What's the need to use Upcasting in java?

In most situations, an explicit upcast is entirely unnecessary and has no effect.

In your example, the explicit upcast

    Animal a = (Animal)d;

could be replaced with this:

    Animal a = d;    // implicit upcast

The purpose of an implicit upcast (for a Java object type) is to "forget" static type information so that an object with a specific type can be used in a situation that requires a more general type. This affects compile-time type checking and overload resolution, but not run-time behavior.

(For a primitive type, an upcast results in a conversion, and can in some cases result in loss of precision; e.g. long -> float.)


However, there are situations where the presence of an explicit upcast changes the meaning of the statement / expression.

One situation where it is necessary to use upcasting in Java is when you want to force a specific method overload to be used; e.g. suppose that we have overloaded methods:

public void doIt(Object o)...
public void doIt(String s)...

If I have a String and I want to call the first overload rather than the second, I have to do this:

String arg = ...

doIt((Object) arg);

A related case is:

doIt((Object) null);

where the code won't compile without the type cast.

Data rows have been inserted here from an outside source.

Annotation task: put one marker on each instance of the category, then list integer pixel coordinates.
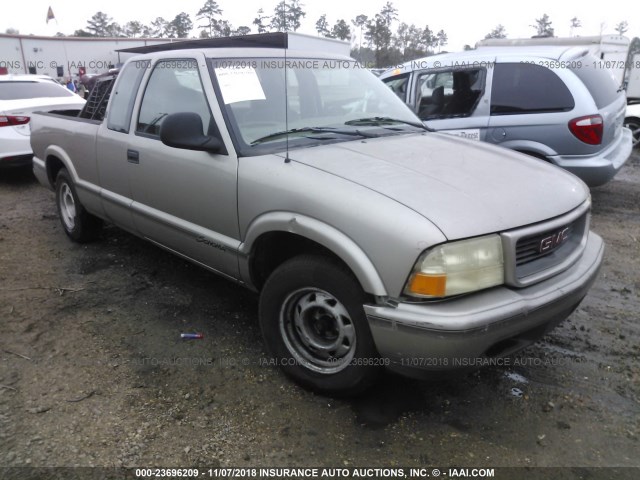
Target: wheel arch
(276, 237)
(55, 160)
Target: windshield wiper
(380, 121)
(339, 131)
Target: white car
(20, 95)
(632, 122)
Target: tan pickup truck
(372, 241)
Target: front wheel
(77, 223)
(314, 325)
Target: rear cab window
(182, 79)
(124, 96)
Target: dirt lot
(93, 372)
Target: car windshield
(307, 103)
(20, 90)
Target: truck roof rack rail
(260, 40)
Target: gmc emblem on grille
(553, 241)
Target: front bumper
(457, 333)
(599, 169)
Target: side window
(124, 96)
(398, 85)
(174, 86)
(452, 93)
(527, 88)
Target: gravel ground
(93, 372)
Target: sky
(464, 21)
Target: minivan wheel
(315, 328)
(77, 223)
(633, 124)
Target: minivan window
(449, 93)
(399, 85)
(527, 88)
(599, 81)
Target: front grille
(540, 251)
(532, 259)
(528, 249)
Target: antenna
(286, 106)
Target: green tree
(498, 32)
(180, 26)
(159, 28)
(242, 30)
(543, 26)
(360, 22)
(209, 13)
(287, 16)
(115, 30)
(341, 30)
(322, 26)
(133, 28)
(99, 24)
(259, 21)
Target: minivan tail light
(588, 129)
(11, 120)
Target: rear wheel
(314, 325)
(633, 124)
(77, 223)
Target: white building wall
(19, 53)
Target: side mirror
(184, 130)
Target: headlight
(458, 267)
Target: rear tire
(314, 326)
(77, 223)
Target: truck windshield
(306, 102)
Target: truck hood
(465, 188)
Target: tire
(633, 124)
(77, 223)
(314, 326)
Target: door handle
(133, 156)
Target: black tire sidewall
(85, 226)
(326, 274)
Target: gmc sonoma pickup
(372, 241)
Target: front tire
(77, 223)
(314, 325)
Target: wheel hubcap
(67, 207)
(318, 330)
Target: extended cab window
(449, 93)
(124, 96)
(528, 88)
(174, 86)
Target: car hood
(465, 188)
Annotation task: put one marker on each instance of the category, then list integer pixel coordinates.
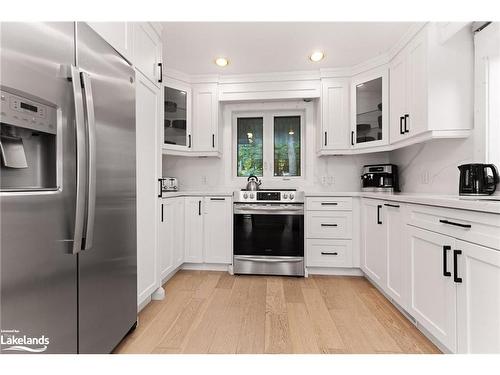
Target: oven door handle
(270, 260)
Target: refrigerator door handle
(91, 162)
(80, 160)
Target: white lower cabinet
(433, 301)
(373, 241)
(193, 251)
(218, 231)
(478, 298)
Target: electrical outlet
(425, 177)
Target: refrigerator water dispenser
(28, 144)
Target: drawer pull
(456, 253)
(446, 248)
(455, 224)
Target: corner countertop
(481, 204)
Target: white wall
(431, 167)
(342, 173)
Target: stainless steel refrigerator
(67, 190)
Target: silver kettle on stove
(253, 183)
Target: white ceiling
(264, 47)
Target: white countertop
(450, 201)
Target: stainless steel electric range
(268, 234)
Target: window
(287, 146)
(269, 144)
(250, 146)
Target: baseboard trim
(334, 271)
(206, 267)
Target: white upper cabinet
(334, 133)
(218, 230)
(147, 51)
(205, 117)
(369, 109)
(118, 34)
(432, 89)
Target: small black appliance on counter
(478, 179)
(380, 177)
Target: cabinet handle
(455, 224)
(456, 253)
(446, 248)
(379, 206)
(160, 65)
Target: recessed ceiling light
(317, 56)
(221, 61)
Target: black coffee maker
(478, 179)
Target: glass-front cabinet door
(177, 117)
(370, 120)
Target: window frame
(268, 147)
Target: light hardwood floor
(214, 312)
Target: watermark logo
(11, 340)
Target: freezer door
(38, 273)
(107, 268)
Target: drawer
(329, 204)
(477, 227)
(328, 253)
(329, 224)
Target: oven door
(271, 230)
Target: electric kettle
(478, 179)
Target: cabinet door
(397, 259)
(374, 241)
(370, 109)
(334, 115)
(433, 299)
(205, 117)
(417, 94)
(118, 35)
(147, 163)
(179, 233)
(166, 243)
(218, 230)
(194, 230)
(397, 94)
(147, 51)
(478, 299)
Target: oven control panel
(269, 196)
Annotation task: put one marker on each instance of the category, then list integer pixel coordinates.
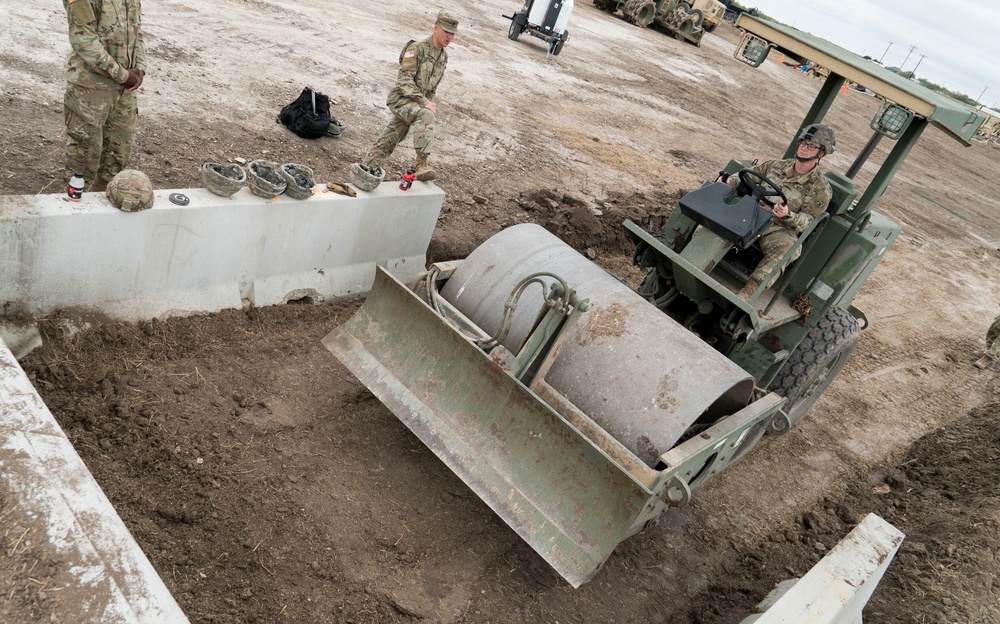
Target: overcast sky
(959, 38)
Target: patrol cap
(447, 22)
(820, 133)
(130, 191)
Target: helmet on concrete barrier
(130, 191)
(819, 133)
(263, 179)
(299, 180)
(365, 179)
(223, 179)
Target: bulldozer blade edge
(492, 431)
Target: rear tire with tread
(514, 31)
(816, 362)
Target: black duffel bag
(308, 116)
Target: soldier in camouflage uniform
(411, 100)
(106, 65)
(808, 195)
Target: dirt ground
(267, 485)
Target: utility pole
(912, 48)
(884, 53)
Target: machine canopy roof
(956, 119)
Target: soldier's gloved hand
(134, 79)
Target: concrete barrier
(213, 253)
(208, 254)
(103, 575)
(835, 590)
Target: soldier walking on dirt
(808, 194)
(105, 67)
(411, 101)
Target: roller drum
(636, 372)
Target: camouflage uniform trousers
(404, 117)
(100, 130)
(775, 244)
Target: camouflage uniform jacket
(808, 194)
(421, 67)
(106, 42)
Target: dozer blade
(564, 496)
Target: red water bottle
(407, 181)
(75, 190)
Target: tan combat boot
(424, 171)
(748, 289)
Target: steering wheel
(763, 189)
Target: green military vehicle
(685, 21)
(580, 410)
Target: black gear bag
(308, 116)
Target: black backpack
(308, 116)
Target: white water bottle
(76, 187)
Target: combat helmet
(130, 191)
(366, 179)
(263, 179)
(299, 180)
(223, 179)
(819, 133)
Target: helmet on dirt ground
(130, 190)
(819, 133)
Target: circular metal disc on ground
(179, 198)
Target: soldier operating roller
(808, 195)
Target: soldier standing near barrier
(106, 65)
(411, 101)
(808, 194)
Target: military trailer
(684, 20)
(579, 409)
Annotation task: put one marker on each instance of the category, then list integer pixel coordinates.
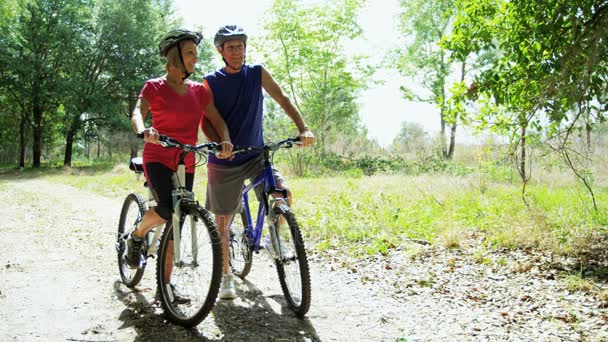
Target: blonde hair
(173, 57)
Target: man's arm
(215, 127)
(273, 89)
(207, 126)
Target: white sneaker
(227, 290)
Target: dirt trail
(59, 282)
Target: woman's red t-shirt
(174, 115)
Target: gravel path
(60, 283)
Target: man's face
(234, 53)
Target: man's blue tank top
(239, 99)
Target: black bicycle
(187, 285)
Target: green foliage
(303, 50)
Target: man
(236, 90)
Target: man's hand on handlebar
(226, 151)
(307, 138)
(151, 135)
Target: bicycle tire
(293, 271)
(129, 218)
(241, 248)
(198, 279)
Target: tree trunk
(69, 142)
(588, 146)
(450, 154)
(452, 140)
(22, 127)
(37, 144)
(444, 151)
(522, 155)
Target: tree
(549, 66)
(303, 50)
(116, 56)
(411, 136)
(424, 24)
(304, 53)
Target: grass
(371, 215)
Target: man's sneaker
(134, 249)
(227, 290)
(173, 296)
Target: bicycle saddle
(137, 164)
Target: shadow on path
(254, 317)
(250, 317)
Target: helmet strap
(244, 60)
(181, 59)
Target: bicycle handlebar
(166, 141)
(287, 143)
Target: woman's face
(189, 54)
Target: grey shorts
(225, 185)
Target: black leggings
(159, 181)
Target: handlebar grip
(161, 137)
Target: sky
(382, 109)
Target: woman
(177, 106)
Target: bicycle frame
(266, 179)
(180, 195)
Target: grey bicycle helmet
(229, 32)
(176, 36)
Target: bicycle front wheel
(292, 263)
(188, 287)
(133, 210)
(240, 246)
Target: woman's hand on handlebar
(151, 135)
(226, 151)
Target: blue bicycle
(286, 245)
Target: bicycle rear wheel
(133, 210)
(292, 263)
(189, 290)
(240, 246)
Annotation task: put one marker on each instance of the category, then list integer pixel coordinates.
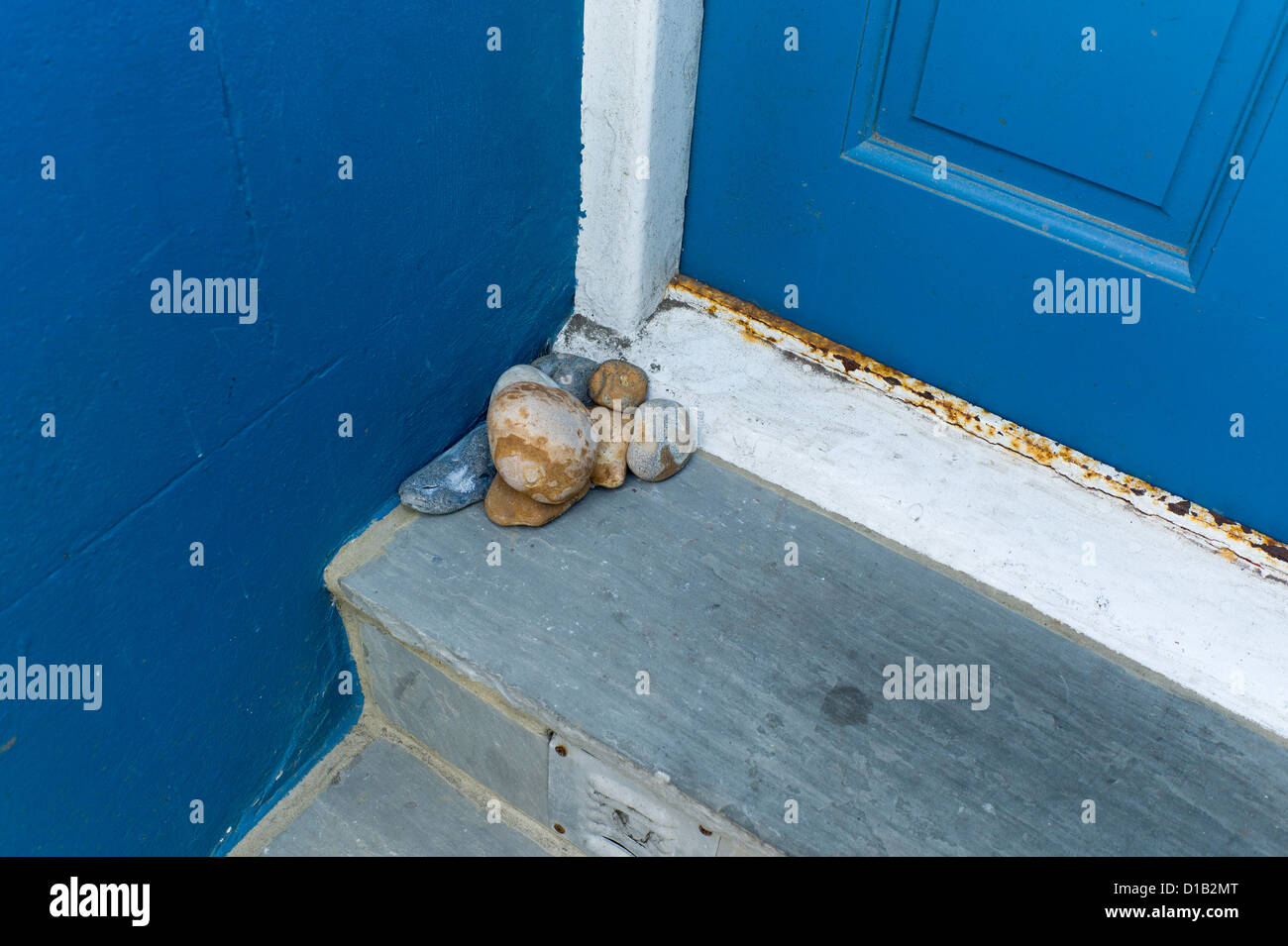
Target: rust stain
(765, 327)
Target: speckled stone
(571, 372)
(540, 442)
(520, 372)
(506, 506)
(662, 441)
(610, 433)
(618, 381)
(452, 480)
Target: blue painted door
(1069, 214)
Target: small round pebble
(662, 441)
(571, 372)
(618, 381)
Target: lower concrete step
(386, 802)
(707, 666)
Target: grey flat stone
(455, 478)
(389, 803)
(767, 681)
(476, 736)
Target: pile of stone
(555, 429)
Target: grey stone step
(767, 690)
(386, 802)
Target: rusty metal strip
(1231, 540)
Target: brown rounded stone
(540, 442)
(506, 506)
(612, 434)
(618, 381)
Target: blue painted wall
(220, 683)
(945, 292)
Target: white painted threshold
(1183, 596)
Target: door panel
(1116, 113)
(1122, 150)
(936, 277)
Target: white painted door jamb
(638, 88)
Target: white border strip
(1159, 592)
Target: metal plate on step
(608, 811)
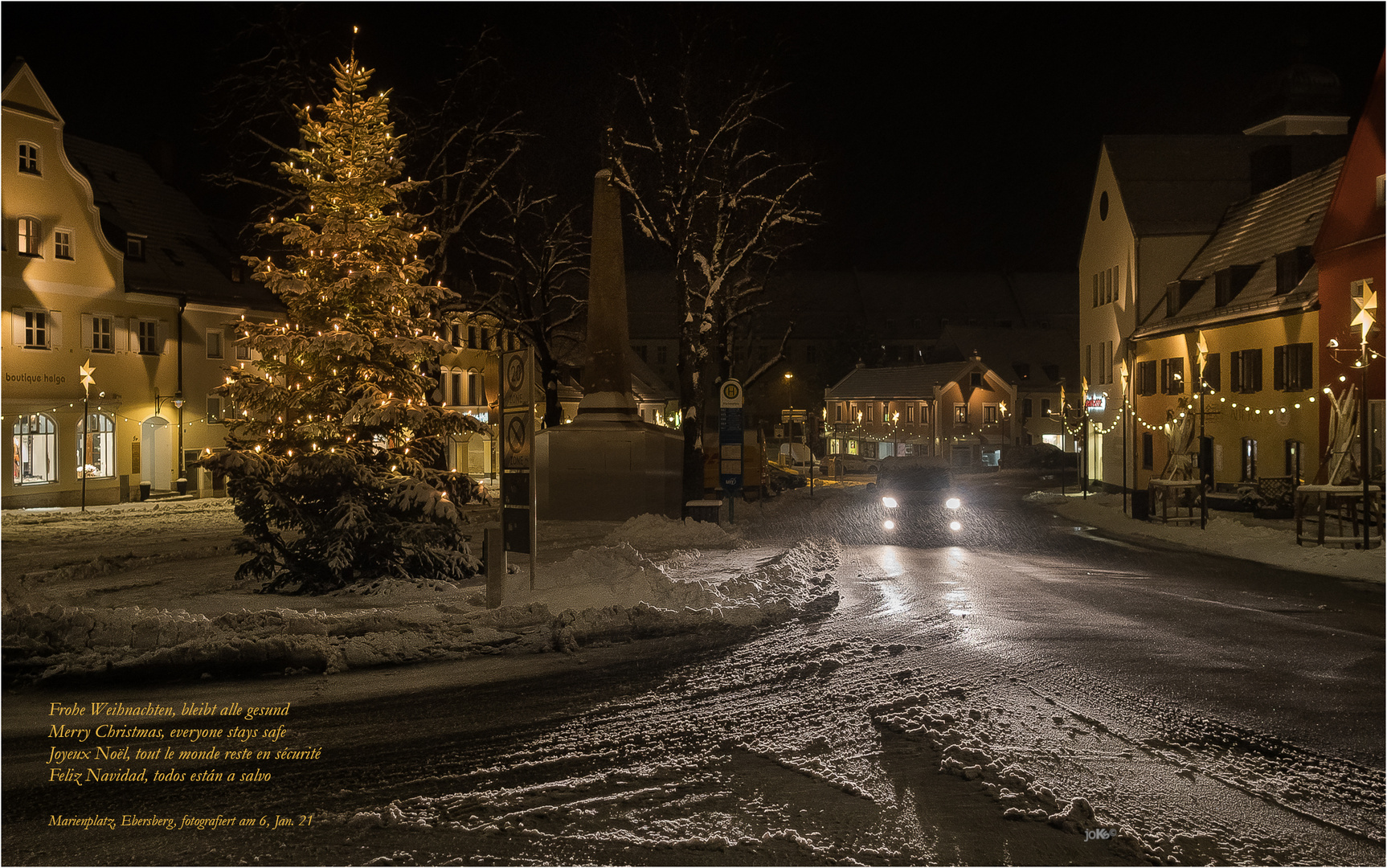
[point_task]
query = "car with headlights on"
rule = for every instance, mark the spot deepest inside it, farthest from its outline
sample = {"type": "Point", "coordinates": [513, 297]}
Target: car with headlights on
{"type": "Point", "coordinates": [916, 501]}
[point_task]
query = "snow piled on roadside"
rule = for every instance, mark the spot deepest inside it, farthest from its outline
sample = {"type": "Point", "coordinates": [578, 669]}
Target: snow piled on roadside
{"type": "Point", "coordinates": [659, 533]}
{"type": "Point", "coordinates": [1229, 534]}
{"type": "Point", "coordinates": [602, 594]}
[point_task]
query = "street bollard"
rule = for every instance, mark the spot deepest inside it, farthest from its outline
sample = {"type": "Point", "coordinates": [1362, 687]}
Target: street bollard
{"type": "Point", "coordinates": [496, 559]}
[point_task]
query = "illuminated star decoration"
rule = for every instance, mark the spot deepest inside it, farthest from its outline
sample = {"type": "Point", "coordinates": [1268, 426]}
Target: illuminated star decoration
{"type": "Point", "coordinates": [1366, 308]}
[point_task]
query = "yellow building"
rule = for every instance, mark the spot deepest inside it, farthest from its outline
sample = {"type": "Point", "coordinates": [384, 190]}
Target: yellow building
{"type": "Point", "coordinates": [1247, 304]}
{"type": "Point", "coordinates": [104, 262]}
{"type": "Point", "coordinates": [963, 411]}
{"type": "Point", "coordinates": [470, 382]}
{"type": "Point", "coordinates": [1156, 203]}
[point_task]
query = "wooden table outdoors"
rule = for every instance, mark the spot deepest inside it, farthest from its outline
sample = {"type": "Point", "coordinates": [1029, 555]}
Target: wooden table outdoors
{"type": "Point", "coordinates": [1169, 497]}
{"type": "Point", "coordinates": [1335, 508]}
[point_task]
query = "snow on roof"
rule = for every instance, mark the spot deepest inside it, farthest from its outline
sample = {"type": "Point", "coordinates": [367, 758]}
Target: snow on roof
{"type": "Point", "coordinates": [886, 383]}
{"type": "Point", "coordinates": [182, 252]}
{"type": "Point", "coordinates": [1251, 235]}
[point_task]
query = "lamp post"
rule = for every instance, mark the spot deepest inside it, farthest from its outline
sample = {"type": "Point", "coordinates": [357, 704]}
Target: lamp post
{"type": "Point", "coordinates": [1123, 375]}
{"type": "Point", "coordinates": [789, 426]}
{"type": "Point", "coordinates": [1365, 300]}
{"type": "Point", "coordinates": [1205, 472]}
{"type": "Point", "coordinates": [88, 382]}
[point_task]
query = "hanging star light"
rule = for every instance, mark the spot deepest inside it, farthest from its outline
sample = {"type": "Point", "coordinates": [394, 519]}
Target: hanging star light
{"type": "Point", "coordinates": [1366, 309]}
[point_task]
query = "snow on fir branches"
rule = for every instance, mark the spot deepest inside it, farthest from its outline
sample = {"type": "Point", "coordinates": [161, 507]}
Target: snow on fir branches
{"type": "Point", "coordinates": [333, 441]}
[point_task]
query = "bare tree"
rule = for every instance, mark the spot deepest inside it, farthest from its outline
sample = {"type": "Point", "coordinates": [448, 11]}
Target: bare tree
{"type": "Point", "coordinates": [534, 258]}
{"type": "Point", "coordinates": [706, 183]}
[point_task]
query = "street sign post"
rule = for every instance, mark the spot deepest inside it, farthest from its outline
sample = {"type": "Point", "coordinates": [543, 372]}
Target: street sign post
{"type": "Point", "coordinates": [730, 468]}
{"type": "Point", "coordinates": [515, 428]}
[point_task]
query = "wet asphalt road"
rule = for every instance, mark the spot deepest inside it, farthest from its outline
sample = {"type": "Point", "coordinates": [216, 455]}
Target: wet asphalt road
{"type": "Point", "coordinates": [1182, 695]}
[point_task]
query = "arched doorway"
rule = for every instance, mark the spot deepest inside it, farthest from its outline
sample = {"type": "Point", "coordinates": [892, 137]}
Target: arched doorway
{"type": "Point", "coordinates": [156, 454]}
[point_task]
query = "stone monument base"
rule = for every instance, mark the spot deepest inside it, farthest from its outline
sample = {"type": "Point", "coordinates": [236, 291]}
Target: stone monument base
{"type": "Point", "coordinates": [608, 470]}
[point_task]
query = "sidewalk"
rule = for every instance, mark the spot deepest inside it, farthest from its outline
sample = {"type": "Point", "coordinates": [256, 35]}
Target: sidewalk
{"type": "Point", "coordinates": [1232, 534]}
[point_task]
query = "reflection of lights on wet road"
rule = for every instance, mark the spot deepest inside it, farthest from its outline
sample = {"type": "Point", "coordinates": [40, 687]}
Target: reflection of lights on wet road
{"type": "Point", "coordinates": [890, 562]}
{"type": "Point", "coordinates": [959, 602]}
{"type": "Point", "coordinates": [894, 602]}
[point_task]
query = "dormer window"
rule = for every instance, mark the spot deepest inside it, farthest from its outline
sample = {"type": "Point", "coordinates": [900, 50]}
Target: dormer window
{"type": "Point", "coordinates": [1229, 282]}
{"type": "Point", "coordinates": [30, 158]}
{"type": "Point", "coordinates": [1178, 293]}
{"type": "Point", "coordinates": [1291, 267]}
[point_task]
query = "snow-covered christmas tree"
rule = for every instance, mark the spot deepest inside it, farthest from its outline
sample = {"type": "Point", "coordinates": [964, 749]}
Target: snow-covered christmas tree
{"type": "Point", "coordinates": [333, 437]}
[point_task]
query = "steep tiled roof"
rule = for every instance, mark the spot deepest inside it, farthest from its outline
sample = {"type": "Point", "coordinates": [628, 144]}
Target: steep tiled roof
{"type": "Point", "coordinates": [884, 383]}
{"type": "Point", "coordinates": [1250, 235]}
{"type": "Point", "coordinates": [1035, 358]}
{"type": "Point", "coordinates": [1182, 185]}
{"type": "Point", "coordinates": [182, 254]}
{"type": "Point", "coordinates": [1175, 185]}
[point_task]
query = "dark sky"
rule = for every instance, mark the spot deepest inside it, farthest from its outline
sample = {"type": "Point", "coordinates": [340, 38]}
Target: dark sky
{"type": "Point", "coordinates": [951, 136]}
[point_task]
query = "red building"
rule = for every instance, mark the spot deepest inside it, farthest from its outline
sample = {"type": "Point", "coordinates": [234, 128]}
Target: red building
{"type": "Point", "coordinates": [1348, 252]}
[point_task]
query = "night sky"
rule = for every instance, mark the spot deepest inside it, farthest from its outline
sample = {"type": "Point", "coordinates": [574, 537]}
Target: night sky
{"type": "Point", "coordinates": [949, 136]}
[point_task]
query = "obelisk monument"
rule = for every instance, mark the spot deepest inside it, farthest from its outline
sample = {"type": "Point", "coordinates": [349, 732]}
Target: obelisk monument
{"type": "Point", "coordinates": [607, 464]}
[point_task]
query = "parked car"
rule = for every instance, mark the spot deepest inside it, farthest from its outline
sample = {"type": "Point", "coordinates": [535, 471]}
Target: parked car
{"type": "Point", "coordinates": [1046, 457]}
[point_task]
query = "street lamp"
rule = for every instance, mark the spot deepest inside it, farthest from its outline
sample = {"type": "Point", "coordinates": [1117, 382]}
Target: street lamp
{"type": "Point", "coordinates": [1123, 375]}
{"type": "Point", "coordinates": [789, 424]}
{"type": "Point", "coordinates": [88, 382]}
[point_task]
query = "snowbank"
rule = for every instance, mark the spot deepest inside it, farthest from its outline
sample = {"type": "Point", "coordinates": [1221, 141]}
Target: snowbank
{"type": "Point", "coordinates": [601, 594]}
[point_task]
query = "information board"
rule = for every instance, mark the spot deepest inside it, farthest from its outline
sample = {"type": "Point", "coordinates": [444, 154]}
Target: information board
{"type": "Point", "coordinates": [730, 436]}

I'm not sure if this counts as an upcast (see JLS 5.1.13 last paragraph) but it should be mentioned anyway.

A second situation involves varadic parameters:

public void doIt(Object... args)...

Object[] foo = ...

doIt(foo);  // passes foo as the argument array
doIt((Object) foo); // passes new Object[]{foo} as the argument array.

A third situation is when performing operations on primitive numeric types; e.g.

int i1 = ...
int i2 = ...
long res = i1 + i2;           // 32 bit signed arithmetic ... might overflow
long res2 = ((long) i1) + i2; // 64 bit signed arithmetic ... won't overflow

What's the need to use Upcasting in java?

Not sure if you got the terminology right, but here is a quote to clarify:

upcasting
Doing a cast from a derived class to a more general base class.

And here's one scenario where it actually matters:

class A {
}

class B extends A {
}

public class Test {

    static void method(A a) {
        System.out.println("Method A");
    }

    static void method(B b) {
        System.out.println("Method B");
    }

    public static void main(String[] args) {
        B b = new B();
        method(b);                      // "Method B"

        // upcasting a B into an A:
        method((A) b);                  // "Method A"
    }
}

Another more subtle situation (related to access modifiers) is described here: Java Oddity: How an upcast can save the day


Upcasting has absolutely no meaning in your example (in fact I can't imagine any case where it has any) and should be avoided as it only confuses developers. Some IDEs (IntelliJ for sure) will issue a warning in this line and suggest removing upcasting).

EDIT: This code gives the same results because all object methods in Java are virtual, which means the target method is discovered by the actual type of the object at runtime rather than by reference type. Try making callme() static and see what happens.